Почему-то вспомнилось соседнее село, куда в парнях он иногда захаживал, не боясь местных зуботычников. Девки там были понаряднее, но поглупее, и потому то, что нужно. И вот около одной, лицо которой было белое, как через марлю сцеженное молоко, он и чах, говоря ей красивые фразы типа:

– А день нынче был поновее вчерашнего.

Неприличием считалось молчать, потому он, настроив на боевой взвод свой вечно принюхивающийся нос, произнес:

– Говорят, что выпей тут, на том свете не дадут. Откуда это у вас самогонкой наносит?

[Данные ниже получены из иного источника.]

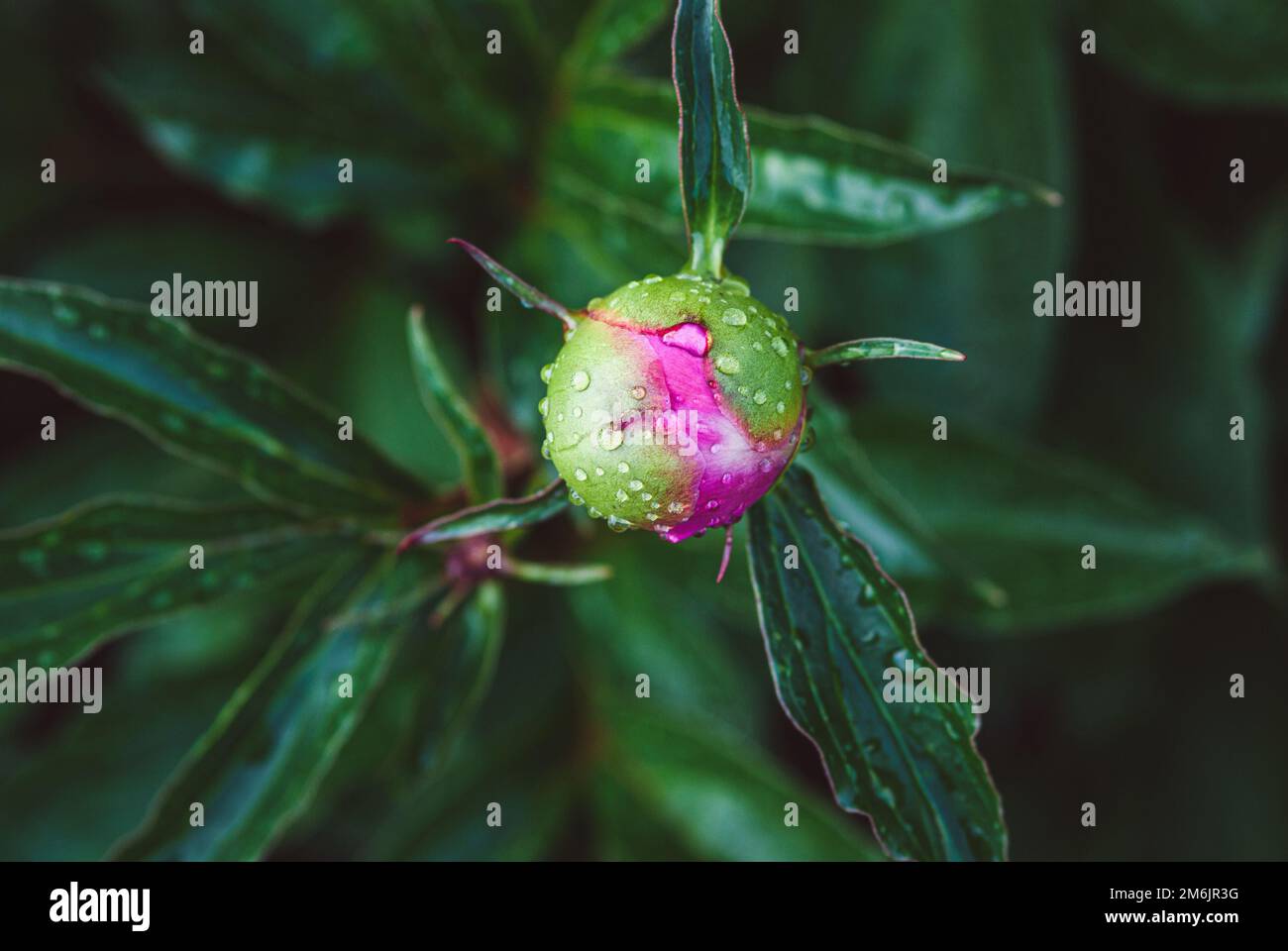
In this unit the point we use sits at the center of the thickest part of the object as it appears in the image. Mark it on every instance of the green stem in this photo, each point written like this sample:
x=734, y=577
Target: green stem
x=557, y=574
x=879, y=348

Девка кукожится. Его вопросы роют ее душу. И она ждет какого-то проникновения, чтобы еще какое-то время побыть вот в такой расслабухе, с его ладонью на плече.

– И чего я, – вопросил он, – прилип-пристыл к тебе, не отодраться?

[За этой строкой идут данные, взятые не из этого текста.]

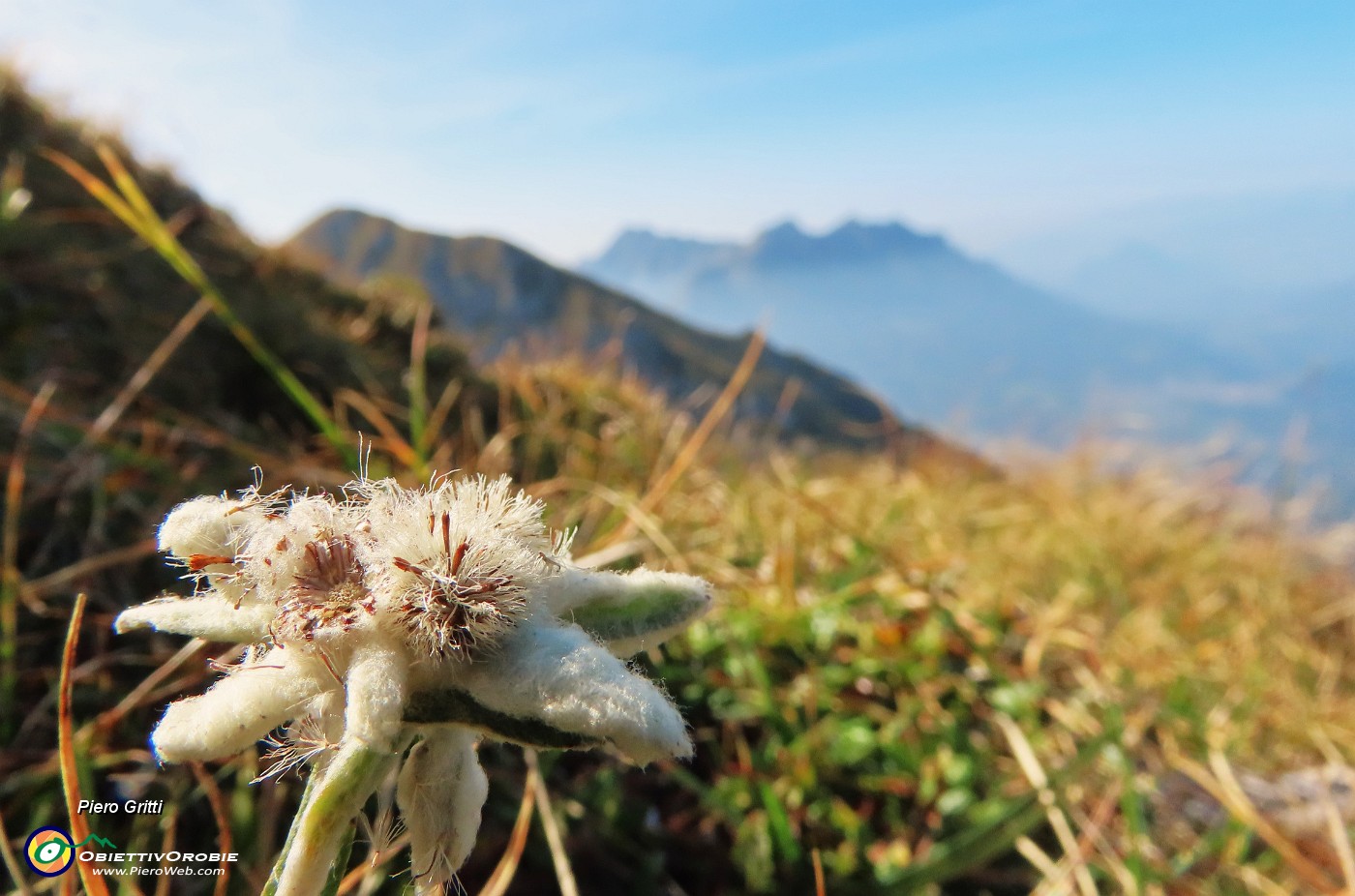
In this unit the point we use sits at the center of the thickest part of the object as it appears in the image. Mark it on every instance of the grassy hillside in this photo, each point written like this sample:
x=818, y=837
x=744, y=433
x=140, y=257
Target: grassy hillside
x=497, y=297
x=920, y=678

И душа приживлялась к той местности, которая мстила природе за скупость. И он подолгу глядел в обливно схваченный глазурью горизонт. И почему-то думал об обесцвеченности жизни – старости, когда Бог душу, и ту захочет принять без хлопот.

А как хочется какого-то виртуозного открытия внутри себя, чтобы не уязвляло типичное, что ты такой, как все.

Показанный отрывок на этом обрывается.